ANKARA (ANKA) -DTP Siirt Milletvekili Osman Özçelik, İstanbul Üniversitesi ve Dicle Üniversitesi'nde "Kürt dili ve Edebiyatı" bölümü kurulması için kanun teklifi verdi. Özçelik, "Türkiye demokrasisinin gelişmesiyle, Kürtçe'nin eğitim ve öğretimde kullanımı, toplumsal barış için önem kazanacağı gerçeğinden hareketle, Yüksek Eğitim kurumlarında formasyon kazanmış öğretmenlere gereksinim duyulacaktır" dedi.
DTP Siirt Milletvekili Osman Özçelik, Meclis'te düzenlediği basın toplantısında, Meclis Başkanlığı'na sunduğu İstanbul Üniversitesi ile Dicle Üniversitesi'nde Kürt Dili ve Edebiyatı Bölümü'nün kurulmasını ilişkin kanun teklifi hakkında bilgi verdi.
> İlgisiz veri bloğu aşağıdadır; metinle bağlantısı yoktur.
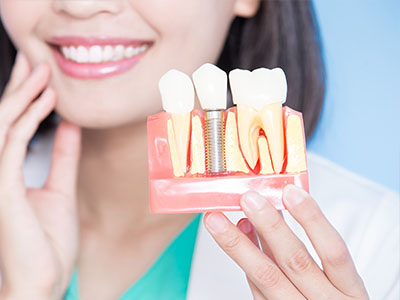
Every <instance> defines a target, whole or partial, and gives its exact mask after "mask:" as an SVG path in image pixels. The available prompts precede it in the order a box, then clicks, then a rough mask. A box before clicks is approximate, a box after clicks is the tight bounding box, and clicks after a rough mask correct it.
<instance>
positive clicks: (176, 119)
mask: <svg viewBox="0 0 400 300" xmlns="http://www.w3.org/2000/svg"><path fill="white" fill-rule="evenodd" d="M171 120H172V127H173V129H174V134H175V143H176V151H177V155H178V158H179V161H180V166H181V169H182V172H183V173H186V168H187V157H188V150H189V136H190V112H188V113H186V114H182V115H179V114H171Z"/></svg>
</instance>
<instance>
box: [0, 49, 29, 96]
mask: <svg viewBox="0 0 400 300" xmlns="http://www.w3.org/2000/svg"><path fill="white" fill-rule="evenodd" d="M30 72H31V66H30V65H29V62H28V59H27V58H26V56H25V54H23V53H22V52H21V51H18V53H17V57H16V59H15V65H14V67H13V69H12V72H11V75H10V80H9V82H8V84H7V86H6V88H5V89H4V93H3V96H5V95H6V94H8V93H11V92H12V91H14V90H15V89H16V88H17V87H18V86H20V85H21V84H22V82H23V81H24V80H25V79H26V78H27V77H28V76H29V73H30Z"/></svg>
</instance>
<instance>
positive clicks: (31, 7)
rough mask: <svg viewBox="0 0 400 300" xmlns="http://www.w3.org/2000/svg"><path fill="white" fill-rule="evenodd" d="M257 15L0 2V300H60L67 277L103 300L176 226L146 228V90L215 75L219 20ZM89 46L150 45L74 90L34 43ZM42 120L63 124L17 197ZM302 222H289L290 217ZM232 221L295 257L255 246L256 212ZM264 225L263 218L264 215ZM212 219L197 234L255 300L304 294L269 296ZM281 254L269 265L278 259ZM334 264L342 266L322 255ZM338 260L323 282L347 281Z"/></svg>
mask: <svg viewBox="0 0 400 300" xmlns="http://www.w3.org/2000/svg"><path fill="white" fill-rule="evenodd" d="M258 6H259V2H258V0H225V1H215V0H203V1H187V0H168V1H162V0H148V1H139V0H125V1H123V0H120V1H119V0H118V1H117V0H116V1H90V0H86V1H58V0H54V1H50V0H46V1H44V0H43V1H24V0H19V1H9V0H0V16H1V19H2V22H3V24H4V25H5V28H6V30H7V32H8V34H9V36H10V38H11V39H12V40H13V42H14V44H15V46H16V47H17V49H18V50H19V54H18V59H17V62H16V65H15V66H14V68H13V72H12V75H11V79H10V81H9V83H8V84H7V87H6V90H5V93H4V94H3V95H2V98H1V101H0V267H1V271H2V279H3V286H2V289H1V293H0V299H7V300H13V299H61V297H62V295H63V293H64V291H65V289H66V287H67V284H68V281H69V278H70V276H71V272H72V270H73V267H74V264H77V266H78V269H79V287H80V297H81V298H82V299H99V300H102V299H115V298H117V297H118V296H119V295H121V293H122V292H123V291H124V290H126V288H127V287H129V286H130V285H131V283H132V282H134V281H135V280H136V279H137V278H139V277H140V275H141V274H143V272H145V270H146V269H147V268H148V267H149V266H150V265H151V263H152V262H153V261H154V260H155V259H156V258H157V256H158V255H159V254H160V253H161V252H162V250H163V249H164V248H165V247H166V246H167V245H168V243H169V242H170V241H171V239H172V238H173V237H175V236H176V235H177V234H178V233H179V231H180V230H182V229H183V228H184V227H185V226H186V225H187V223H188V222H189V221H190V220H191V219H192V218H193V216H192V215H189V214H188V215H150V214H149V208H148V201H147V174H146V171H145V170H146V169H147V164H146V162H147V158H146V131H145V126H146V123H145V120H146V117H147V116H148V115H149V114H153V113H156V112H159V111H160V110H161V101H160V96H159V93H158V89H157V82H158V80H159V78H160V77H161V76H162V75H163V74H164V73H165V72H166V71H168V70H169V69H171V68H176V69H179V70H181V71H183V72H185V73H187V74H191V73H192V72H193V71H194V70H196V69H197V68H198V66H200V65H201V64H203V63H205V62H215V61H216V60H217V58H218V56H219V53H220V52H221V49H222V46H223V43H224V40H225V37H226V34H227V31H228V29H229V25H230V23H231V22H232V20H233V18H234V17H235V16H242V17H251V16H253V15H254V14H255V13H256V12H257V9H258ZM27 11H29V12H30V13H29V14H26V12H27ZM171 20H173V22H171ZM205 20H206V22H205ZM98 32H101V33H102V34H104V35H107V36H119V37H130V38H144V39H149V40H152V41H153V42H154V44H153V46H152V47H151V49H150V50H149V52H148V53H147V54H146V55H145V56H144V57H143V58H142V60H141V61H140V62H139V63H138V64H137V65H136V66H135V67H134V68H132V69H130V70H129V71H127V72H124V73H122V74H118V75H116V76H113V77H108V78H105V79H101V80H81V79H75V78H72V77H68V76H67V75H65V74H64V73H62V72H61V70H60V69H59V68H58V66H57V64H56V62H55V59H54V57H53V55H52V53H51V51H50V48H49V46H48V45H47V44H46V43H45V40H46V39H47V38H49V37H51V36H53V35H62V34H68V35H83V33H84V35H85V36H91V35H97V34H98ZM182 49H185V51H182ZM199 49H201V51H199ZM166 58H167V59H166ZM32 69H33V71H32ZM41 91H44V93H43V94H42V95H41V96H40V97H39V99H38V100H37V101H33V100H34V99H35V98H37V96H38V95H39V93H40V92H41ZM115 91H118V98H117V99H116V97H115ZM53 109H56V111H57V112H58V114H59V115H60V116H62V118H63V121H62V122H61V124H60V125H59V127H58V128H57V132H56V136H55V141H54V146H53V153H52V163H51V169H50V175H49V178H48V180H47V182H46V184H45V185H44V186H43V188H41V189H37V190H36V189H35V190H32V189H27V188H26V187H25V185H24V181H23V172H22V164H23V161H24V159H25V156H26V147H27V143H28V141H29V140H30V138H31V137H32V135H33V134H34V132H35V130H36V129H37V126H38V124H39V123H40V121H41V120H43V119H44V118H45V116H46V115H47V114H48V113H49V112H50V111H51V110H53ZM115 178H129V180H115ZM298 196H299V195H298ZM299 199H300V198H299ZM307 199H308V198H307ZM310 201H311V200H310ZM310 201H308V202H310ZM308 202H307V203H308ZM303 203H306V201H304V202H303ZM243 207H244V209H245V206H243ZM307 209H308V207H306V206H304V207H300V208H298V209H297V210H296V209H295V210H294V211H297V213H298V215H301V212H302V214H305V213H306V212H307V211H308V210H307ZM245 212H246V213H248V216H249V220H250V221H251V222H252V223H253V224H254V227H255V228H256V229H257V231H258V233H259V236H260V237H263V239H264V244H265V245H269V244H270V243H271V245H274V247H272V248H271V251H272V253H275V252H274V251H277V250H276V249H279V247H282V246H279V243H280V241H283V240H285V239H286V240H288V241H291V242H292V243H294V244H295V245H298V241H297V242H296V238H295V237H293V235H291V234H290V232H288V231H287V230H286V231H280V232H279V234H280V235H281V238H280V239H279V240H278V239H276V237H275V240H274V239H272V238H269V237H267V236H265V235H264V233H265V232H273V231H272V230H269V229H268V228H272V229H279V228H280V227H278V226H275V225H276V224H271V223H268V222H270V220H271V219H269V218H268V216H269V215H268V214H267V213H266V212H264V213H262V214H258V213H252V214H250V211H249V210H246V209H245ZM268 213H270V214H273V213H275V214H276V211H275V212H274V211H273V209H271V208H270V209H269V210H268ZM218 215H219V214H212V215H207V217H206V218H205V220H206V226H207V228H208V229H209V230H210V233H211V234H212V235H213V236H214V238H215V239H216V241H217V242H218V243H219V244H220V245H221V247H222V248H223V249H224V250H225V251H226V252H227V254H228V255H230V256H231V257H232V258H233V259H235V260H236V261H237V262H238V263H239V265H241V266H242V268H243V269H244V270H245V272H246V273H247V276H248V278H249V284H250V286H251V288H252V291H253V295H254V297H255V299H266V298H268V299H288V298H287V297H286V296H285V297H283V298H282V295H288V293H291V294H290V295H293V298H290V299H296V297H297V298H301V297H300V293H299V292H298V291H302V284H303V285H305V286H307V283H306V284H304V283H300V284H297V282H295V283H294V284H290V282H289V280H288V279H287V278H288V277H290V275H288V274H286V273H285V274H286V275H282V274H283V273H282V271H279V269H276V272H275V273H274V274H275V275H276V276H278V274H280V275H279V276H280V277H279V278H280V279H279V280H275V281H273V282H272V283H274V284H272V285H271V282H270V278H273V277H271V276H269V273H267V272H263V270H270V268H267V267H266V268H260V267H259V266H268V264H267V263H269V264H271V263H270V261H269V259H268V255H267V254H266V253H265V249H264V252H262V251H260V250H259V249H257V248H256V247H255V246H254V244H252V243H251V240H254V235H255V231H254V230H253V231H252V233H249V234H247V237H246V235H244V234H243V233H242V231H240V230H238V229H237V227H235V226H234V225H233V224H230V223H229V222H228V223H226V227H225V229H226V230H227V231H226V232H225V233H224V234H221V232H219V233H218V232H215V229H214V230H212V229H211V226H209V225H210V224H209V223H210V222H207V221H210V220H211V219H210V216H213V217H215V216H218ZM219 216H221V215H219ZM294 216H295V217H296V215H294ZM275 217H276V216H275ZM272 220H273V219H272ZM299 220H302V219H299ZM299 222H300V223H301V224H302V222H301V221H299ZM243 224H249V223H248V221H246V220H245V221H241V222H240V223H238V227H239V228H241V229H243ZM280 225H281V227H282V228H283V227H284V225H283V223H280ZM302 225H303V224H302ZM319 225H320V224H318V223H313V222H308V225H307V226H308V228H309V230H313V229H310V228H314V231H313V232H314V234H313V235H312V236H311V237H310V238H311V240H312V241H314V240H315V241H318V240H319V241H321V240H322V239H323V240H324V242H326V243H328V244H329V245H332V246H333V247H332V248H330V249H336V248H335V247H336V246H337V247H338V249H345V246H343V245H344V244H343V241H341V239H339V238H338V237H337V234H336V235H334V234H332V230H333V229H332V228H331V227H330V225H329V223H327V221H325V223H324V225H325V226H324V227H322V229H318V228H319V227H318V226H319ZM246 226H247V225H246ZM246 226H245V227H246ZM271 226H272V227H271ZM246 228H248V226H247V227H246ZM251 228H253V227H251ZM282 236H286V238H285V239H282ZM248 237H249V238H250V239H249V238H248ZM322 237H323V238H322ZM239 238H240V239H239ZM235 241H239V242H238V243H235ZM293 249H295V248H294V247H293V248H290V249H286V248H285V249H283V250H282V249H281V250H279V251H278V252H276V253H280V254H281V255H282V257H285V255H286V257H291V255H293V252H290V251H289V250H293ZM248 251H250V253H251V252H252V253H253V254H254V255H251V256H249V254H248ZM295 253H296V252H295ZM321 253H322V254H323V252H321ZM338 253H339V254H343V252H338ZM335 255H336V256H335ZM110 257H112V259H110ZM335 257H339V258H343V257H344V256H343V255H339V256H337V253H333V258H335ZM33 258H34V259H33ZM250 258H251V259H250ZM349 260H350V261H351V259H350V258H349V257H348V259H347V260H345V259H339V260H338V259H333V260H328V261H333V262H339V264H338V265H335V268H332V271H331V272H332V274H336V275H335V276H338V277H341V278H345V276H350V277H351V276H356V275H354V274H357V273H356V271H355V270H354V269H351V268H347V267H345V266H347V265H348V264H349ZM278 267H279V268H280V265H279V266H278ZM105 269H106V270H107V272H104V271H103V270H105ZM310 269H312V270H314V271H313V273H307V274H308V275H309V276H307V280H308V281H307V282H312V283H314V282H316V280H317V281H318V280H324V277H323V276H321V273H322V271H320V273H318V272H317V270H316V269H315V268H310ZM38 270H43V271H42V272H38ZM260 270H261V271H260ZM349 270H350V271H351V272H350V275H347V273H348V272H349ZM279 272H281V273H279ZM354 272H355V273H354ZM325 273H327V271H326V270H325ZM109 274H118V276H119V280H118V282H113V285H110V284H109ZM338 274H339V275H338ZM328 275H329V274H328ZM285 276H288V277H285ZM328 277H329V276H328ZM284 278H286V280H285V279H284ZM28 279H29V280H28ZM360 281H361V280H360V279H358V280H356V281H354V282H355V283H357V285H354V286H353V289H347V287H341V286H338V285H337V283H336V281H335V280H331V277H329V280H328V279H325V281H324V285H321V288H323V287H326V291H325V290H323V291H322V292H323V293H331V292H332V290H333V289H334V288H333V286H336V290H335V291H336V292H337V294H335V295H337V298H338V299H341V298H339V296H341V295H342V294H341V293H343V295H344V294H347V295H350V294H351V295H354V297H359V298H357V299H366V292H365V290H364V289H363V286H362V284H361V283H362V282H361V283H360ZM21 287H23V288H21ZM296 287H297V289H296ZM356 288H357V290H356ZM342 289H343V290H342ZM272 290H274V291H275V292H274V294H271V293H272V292H271V291H272ZM296 292H297V294H296ZM28 295H29V296H28ZM279 297H280V298H279ZM362 297H364V298H362ZM302 299H304V297H303V298H302ZM310 299H313V298H310ZM318 299H321V298H318Z"/></svg>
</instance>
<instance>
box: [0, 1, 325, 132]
mask: <svg viewBox="0 0 400 300" xmlns="http://www.w3.org/2000/svg"><path fill="white" fill-rule="evenodd" d="M15 54H16V51H15V48H14V47H13V45H12V43H11V41H10V39H9V38H8V37H7V34H6V32H5V30H4V28H3V27H2V26H1V24H0V95H1V93H2V91H3V89H4V86H5V84H6V82H7V81H8V78H9V75H10V71H11V68H12V65H13V59H14V57H15ZM217 65H218V66H219V67H221V68H222V69H224V70H225V71H226V72H229V71H230V70H232V69H235V68H241V69H248V70H253V69H256V68H259V67H268V68H274V67H278V66H279V67H281V68H282V69H283V70H284V71H285V73H286V77H287V81H288V98H287V101H286V104H287V105H288V106H289V107H291V108H293V109H296V110H298V111H301V112H302V113H303V117H304V123H305V131H306V135H307V137H308V138H309V137H310V136H311V134H312V133H313V131H314V130H315V127H316V125H317V122H318V119H319V115H320V111H321V107H322V102H323V97H324V91H325V70H324V65H323V60H322V54H321V44H320V38H319V32H318V25H317V20H316V17H315V14H314V9H313V6H312V4H311V1H270V0H265V1H262V0H261V1H260V8H259V10H258V12H257V13H256V15H255V16H254V17H252V18H241V17H237V18H235V19H234V21H233V22H232V24H231V28H230V31H229V34H228V36H227V39H226V42H225V46H224V48H223V50H222V53H221V56H220V58H219V60H218V63H217ZM48 119H49V118H48ZM47 121H48V120H47ZM45 124H46V123H45ZM48 127H49V126H47V125H45V126H43V125H42V126H41V128H40V129H39V130H45V129H46V128H48Z"/></svg>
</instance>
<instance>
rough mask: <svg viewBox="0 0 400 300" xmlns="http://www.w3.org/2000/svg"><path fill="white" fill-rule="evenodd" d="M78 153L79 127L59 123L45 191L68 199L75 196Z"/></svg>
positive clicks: (56, 132) (73, 124)
mask: <svg viewBox="0 0 400 300" xmlns="http://www.w3.org/2000/svg"><path fill="white" fill-rule="evenodd" d="M80 151H81V129H80V127H79V126H77V125H75V124H72V123H70V122H67V121H65V120H63V121H61V123H60V124H59V125H58V128H57V131H56V133H55V137H54V144H53V153H52V159H51V167H50V174H49V177H48V179H47V182H46V184H45V189H49V190H51V191H54V192H58V193H61V194H64V195H66V196H68V197H74V196H75V188H76V180H77V175H78V165H79V156H80Z"/></svg>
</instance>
Resmi Kürt nüfus sayımı yapılmamış olsa da çeşitli kaynakların tahmini verilerine göre 15-20 milyonu Türkiye'de olmak üzere dünyada toplam 35 milyondan fazla Kürt nüfusu olduğunu belirten Özçelik, Kürtlerin konuştukları dilin ise Kürtçe olduğunu söyledi. Kürtçe'nin Dünya Dil Aileleri sınıflandırmasında; Hint Avrupa Dil Ailesinin, Asya (Hint-İrani) kolunun, Kuzey-Batı İrani grubuna giren bir dil olduğunu ifade eden Özçelik, Fransa'da yayınlanan Le Français Dans Le Monde dergisinin "Dünyanın En Etkili ve Zengin Dilleri" konulu araştırmasına göre, Türkçe'nin 25, Kürtçe'nin ise 31'nci sırada olduğunu kaydetti.
Kürtçe'nin Kuzey Irak Kürt Federe Bölgesinde yıllardır ilköğretimden üniversiteye kadar her kademede eğitim ve öğretim dili olmasının yanında, kamusal alanda, sosyal ve ticari yaşamda resmi dil olarak kullanıldığını söyleyen Özçelik, şöyle konuştu: "Halen Kuzey Irak'ta üç üniversite Kürtçe eğitim vermektedir. Gerek eski ve gerekse yeni Irak Anayasasında Kürtçe, Arapça ile birlikte ikinci resmi dil olarak kabul edilmektedir. 1982 Anayasası'nın 26 ve 28'nci maddelerinde yer alan ‘Kanunla yasaklanmış dil' kavramı 1991 yılında yürürlüktün kaldırılmıştır. Kürtçe'nin günlük yaşamda, görsel ve yazılı medyada, eğitim ve öğretim kurumlarında kullanımı önünde Anayasal olarak herhangi bir engel kalmamıştır."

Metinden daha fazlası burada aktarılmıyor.